聂耳拍摄于1959年。其实这部电影有一个爱情选择的问题。
在聂耳中,有一个类似王在《风波》中扮演的穷姑娘的角色,就是聂耳楼下的丫鬟小红。
小红在她主人的房子里被饿扁了。后来聂耳帮她逃出魔窟,加入了歌舞团。后来小红唱了《铁蹄下的少女》这首歌。小红这个角色有点对应《风云儿女》里的阿峰。在《风云儿女》中,阿峰演唱了《铁蹄下的少女》。
在聂耳里,还有一个聂耳志同道合的朋友,是张瑞芳在云南演的。她在电影中代表了一个更激进的革命青年。原剧本里,她还是聂耳的情人。原电影里,他们在龙华塔顶上跟别人说的时候,有一个吻戏,上映的时候删掉了。
我们可以看到,电影《聂耳》也展现了主人公对爱情的选择。

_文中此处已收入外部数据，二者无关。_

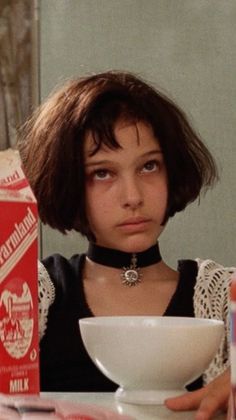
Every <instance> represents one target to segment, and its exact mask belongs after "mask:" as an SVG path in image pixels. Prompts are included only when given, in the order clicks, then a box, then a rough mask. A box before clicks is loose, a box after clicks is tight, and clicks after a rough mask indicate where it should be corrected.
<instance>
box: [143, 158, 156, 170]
mask: <svg viewBox="0 0 236 420" xmlns="http://www.w3.org/2000/svg"><path fill="white" fill-rule="evenodd" d="M159 166H160V163H159V162H158V161H157V160H149V161H148V162H146V163H145V165H143V168H142V171H143V172H155V171H157V170H158V168H159Z"/></svg>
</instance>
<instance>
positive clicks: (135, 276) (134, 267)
mask: <svg viewBox="0 0 236 420" xmlns="http://www.w3.org/2000/svg"><path fill="white" fill-rule="evenodd" d="M121 278H122V283H123V284H124V285H125V286H129V287H131V286H136V285H137V284H138V283H140V282H141V278H142V273H140V268H138V267H137V257H136V254H132V257H131V263H130V266H129V267H123V272H122V273H121Z"/></svg>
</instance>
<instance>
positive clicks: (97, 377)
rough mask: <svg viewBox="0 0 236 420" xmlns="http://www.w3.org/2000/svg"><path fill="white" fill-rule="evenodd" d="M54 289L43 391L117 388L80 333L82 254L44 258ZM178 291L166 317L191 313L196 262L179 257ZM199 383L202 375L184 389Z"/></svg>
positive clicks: (41, 349) (81, 312)
mask: <svg viewBox="0 0 236 420" xmlns="http://www.w3.org/2000/svg"><path fill="white" fill-rule="evenodd" d="M42 262H43V264H44V266H45V268H46V269H47V271H48V273H49V275H50V277H51V279H52V281H53V283H54V286H55V289H56V297H55V301H54V303H53V304H52V305H51V306H50V308H49V313H48V323H47V329H46V333H45V335H44V337H43V338H42V340H41V343H40V375H41V391H55V392H59V391H60V392H90V391H91V392H104V391H109V392H113V391H115V390H116V389H117V384H114V383H113V382H112V381H110V380H109V379H108V378H106V377H105V376H104V375H103V374H102V373H101V372H100V371H99V370H98V368H97V367H96V366H95V364H94V363H93V362H92V360H91V359H90V357H89V356H88V354H87V352H86V350H85V348H84V345H83V342H82V339H81V336H80V331H79V325H78V320H79V319H80V318H85V317H90V316H93V313H92V312H91V310H90V308H89V306H88V304H87V302H86V297H85V293H84V288H83V281H82V270H83V266H84V262H85V254H82V255H75V256H73V257H72V258H71V259H70V260H67V259H66V258H64V257H62V256H61V255H58V254H55V255H52V256H50V257H48V258H46V259H45V260H43V261H42ZM178 270H179V272H180V276H179V283H178V286H177V289H176V291H175V293H174V295H173V297H172V299H171V301H170V303H169V305H168V307H167V309H166V311H165V313H164V316H186V317H194V309H193V294H194V285H195V282H196V275H197V263H196V262H195V261H192V260H182V261H180V262H179V264H178ZM201 386H202V379H201V378H200V379H199V380H197V381H195V382H194V383H193V386H188V389H191V390H192V389H197V388H199V387H201Z"/></svg>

聂耳的选择是被他救下的小红这样的穷姑娘,基本上对应了《暴风女》里诗人救下的阿枫,以及聂耳的另一边革命同志郑雷典,但聂耳毫不犹豫地选择了郑雷典。
可见《聂耳》中的爱情选择和《风云儿女》中的相似。《风云儿女》的主人公在贫女和贵夫人之间做出了选择,最终选择了救国救民之路,保卫贫女居住的国家。聂耳中的爱情选择对应的是贫苦女性和革命女性,聂耳不假思索地选择了革命女性郑磊点。